Your employer says they have to lay you off or asks you to work fewer hours “until things pick up”. Learn your rights if you’re temporarily laid off from work.
Understand your legal rights
Your rights if you are temporarily laid off from work depend in part on the type of worker you are seen to be under the law.
A BC law, the Employment Standards Act, sets minimum standards for employers in how they treat workers. This law applies to “employees” — which covers most but not all workers in the province.
For example, it doesn’t apply to workers in industries regulated by the federal government, such as banks and airlines. Federal laws apply to them.
Nor does it apply to union workers. If you belong to a union, the collective agreement between your union and the employer has rules about how workers can be laid off or let go.
As well, this provincial law doesn’t apply to independent contractors. These are people who are self-employed, who run their own business. If you’re an independent contractor, your contracts with the people you work for control the situation.
A layoff is when your employer tells you that you must take an unpaid leave from work. An employer might lay you off because there is no work for you to do or not enough money to pay you.
Under the Employment Standards Act, employers do not have a general right to temporarily lay off employees. Temporary lay-offs are only legal if one of the following applies:
- You have a written employment contract that allows for a layoff.
- You work in an industry where layoffs are standard practice (for example, the logging industry).
- You consent to the layoff.
Your employer must prove they had the right to lay you off for one of these reasons. Even then, the law limits the length of the layoff. We explain this shortly.
Outside of the situations above, if your employer lets you go temporarily, you have the same rights as someone who gets fired without just cause. That means your employer must give you notice or severance pay. See our guidance on if you are fired (no. 241).
If a temporary layoff is permitted under the law, an employer may temporarily lay you off for up to 13 weeks in a consecutive 20-week period.
If the layoff lasts more than 13 weeks in a 20-week period, it can no longer be called “temporary”. At that point, it’s as if you were fired without just cause on the first day of the layoff.
The 20-week period begins on the first day of the layoff. The 13-week period is exceeded on the first day of the 14th week of layoff. If your employer misses the deadline to recall you to work, you now have the same rights as someone who was fired without just cause.

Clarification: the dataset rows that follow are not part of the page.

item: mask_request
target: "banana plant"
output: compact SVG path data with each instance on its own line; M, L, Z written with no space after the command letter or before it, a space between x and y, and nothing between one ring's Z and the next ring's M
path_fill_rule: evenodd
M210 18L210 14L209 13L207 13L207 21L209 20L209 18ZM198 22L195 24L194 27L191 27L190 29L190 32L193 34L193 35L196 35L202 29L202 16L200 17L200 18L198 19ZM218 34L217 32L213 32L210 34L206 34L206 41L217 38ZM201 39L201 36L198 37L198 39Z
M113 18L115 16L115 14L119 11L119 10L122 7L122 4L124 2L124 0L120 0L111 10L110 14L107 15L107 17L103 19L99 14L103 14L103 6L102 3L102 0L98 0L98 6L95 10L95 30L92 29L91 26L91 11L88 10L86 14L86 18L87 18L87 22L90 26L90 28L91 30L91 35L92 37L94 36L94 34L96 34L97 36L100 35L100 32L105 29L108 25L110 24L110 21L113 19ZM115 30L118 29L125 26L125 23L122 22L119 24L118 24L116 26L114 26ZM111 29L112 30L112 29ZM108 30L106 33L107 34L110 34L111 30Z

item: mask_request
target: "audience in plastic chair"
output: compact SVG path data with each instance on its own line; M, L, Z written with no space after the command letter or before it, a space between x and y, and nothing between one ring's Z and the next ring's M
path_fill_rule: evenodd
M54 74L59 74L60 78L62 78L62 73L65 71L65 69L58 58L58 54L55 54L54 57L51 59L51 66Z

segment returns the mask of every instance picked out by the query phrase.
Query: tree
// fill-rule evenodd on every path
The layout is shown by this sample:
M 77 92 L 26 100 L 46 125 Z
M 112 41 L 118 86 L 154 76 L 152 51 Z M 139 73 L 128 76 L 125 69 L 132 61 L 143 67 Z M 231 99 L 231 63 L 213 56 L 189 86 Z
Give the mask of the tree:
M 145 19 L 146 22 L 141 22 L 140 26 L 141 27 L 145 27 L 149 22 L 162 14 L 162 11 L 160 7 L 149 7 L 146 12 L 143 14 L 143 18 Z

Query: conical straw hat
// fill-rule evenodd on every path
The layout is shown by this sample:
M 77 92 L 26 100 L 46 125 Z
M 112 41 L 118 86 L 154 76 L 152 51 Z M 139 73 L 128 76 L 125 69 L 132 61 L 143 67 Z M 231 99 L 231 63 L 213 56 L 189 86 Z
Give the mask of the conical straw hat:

In particular, you have the right to notice, severance pay, or some combination of the two. See our guidance on if you are fired.
(Your employer can apply to Employment Standards BC to extend the 13-week period.)
If your contract doesn’t provide for temporary layoffs — and you don’t work in an industry where they’re standard practice — your employer can’t temporarily lay you off. It’s against the law. Let your employer know right away (in writing) that you don’t consent to being laid off.
If your employer follows through with the layoff, your rights are affected. You’re now being fired without just cause. (See our guidance on if you are fired.) That means you can start a claim against your employer to collect severance pay.
If you are covered by BC’s employment standards law, you can make a complaint to the Employment Standards Branch. You must make your complaint within six months of the day your employment ended. For details on the process, you can call the Branch toll-free at 1-800-663-3316, or visit gov.bc.ca/employmentstandards.
In this case your employer is legally allowed to lay you off or reduce your hours of work. However, unless your contract says otherwise, the law sets a limit on how long your layoff can be, as explained above.
There may be other terms and conditions attached. For example, your contract may state that your employer has to pay you a certain percentage of your regular wage while you’re laid off. It may also say you’re allowed to look for other work in your down time. However, you should always be ready to return to work during the layoff period. If you refuse work, you weaken your claim. The employer may claim that you quit.
The Employment Standards Branch deals with claims against an employer relating to temporary layoffs.
Employment and Social Development Canada can help you bring a claim against your employer if you work in a federally-regulated industry.